Un anno fa, un picco di traffico generato da attacchi tramite utilizzo dei vettori da siti booter/stresser si aggirava tipicamente sui 10-20 Gbps. Questi siti ora sono diventati più pericolosi e capaci di lanciare attacchi da oltre 100 Gbps. Con nuovi metodi di attacco che compaiono ogni giorno, come quello di tipo SSDP, il danno potenziale rischia di aumentare nel tempo.

 

L’attacco DDoS IPv6 non è ancora un evento comune ma vi sono segnali che attori malevoli abbiano iniziato a sperimentare metodi di attacco DDoS IPv6. Una nuova serie di rischi associati al passaggio a IPv6 sta già impensierendo i fornitori di servizi cloud nonché i proprietari di reti aziendali e domestiche.  Molti attacchi DDoS IPv6 possono essere replicati usando protocolli IPv6 mentre alcuni nuovi vettori sono legati direttamente all’architettura IPv6. Molte delle caratteristiche di IPv6 possono permettere agli attaccanti di aggirare le protezioni basate su IPv4, creando una superficie di attacco DDoS più ampia ed efficace. Il rapporto delinea rischi e sfide che si prospettano nell’immediato futuro.
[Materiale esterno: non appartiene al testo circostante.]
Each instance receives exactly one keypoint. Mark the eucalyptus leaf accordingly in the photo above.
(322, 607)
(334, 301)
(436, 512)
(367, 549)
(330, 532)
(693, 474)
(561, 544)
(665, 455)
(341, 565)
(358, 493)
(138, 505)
I primi attacchi SQL risalgono al 1998. Gli effetti di queste query possono andare oltre il semplice furto di dati e causare danni potenzialmente più gravi di quelli riconducibili alla sottrazione di dati. Questi attacchi possono infatti essere usati per modificare privilegi, eseguire comandi, infettare o corrompere dati. I ricercatori di Akamai hanno analizzato oltre 8 milioni di attacchi di questo tipo nel corso del trimestre, identificando i metodi e gli obiettivi più comuni.

 

Centinaia di aziende che si occupano di web hosting forniscono questo servizio per pochi euro al mese. In questi casi è probabile che il provider ospiti più account sullo stesso server. In pratica può accadere che centinaia di siti e domini si trovino sotto lo stesso indirizzo IP, permettendo a un malintenzionato di sequestrare molti siti in una volta sola. Una volta che anche un solo sito è stato compromesso, l’hacker può potenzialmente intercettare le directory del server, leggere gli elenchi di username e password e accedere file di altri account, ad esempio le credenziali dei database. Con queste informazioni l’hacker può modificare file in ogni sito su quel server. Il rapporto comprende anche una spiegazione delle vulnerabilità e raccomanda quali misure difensive adottare.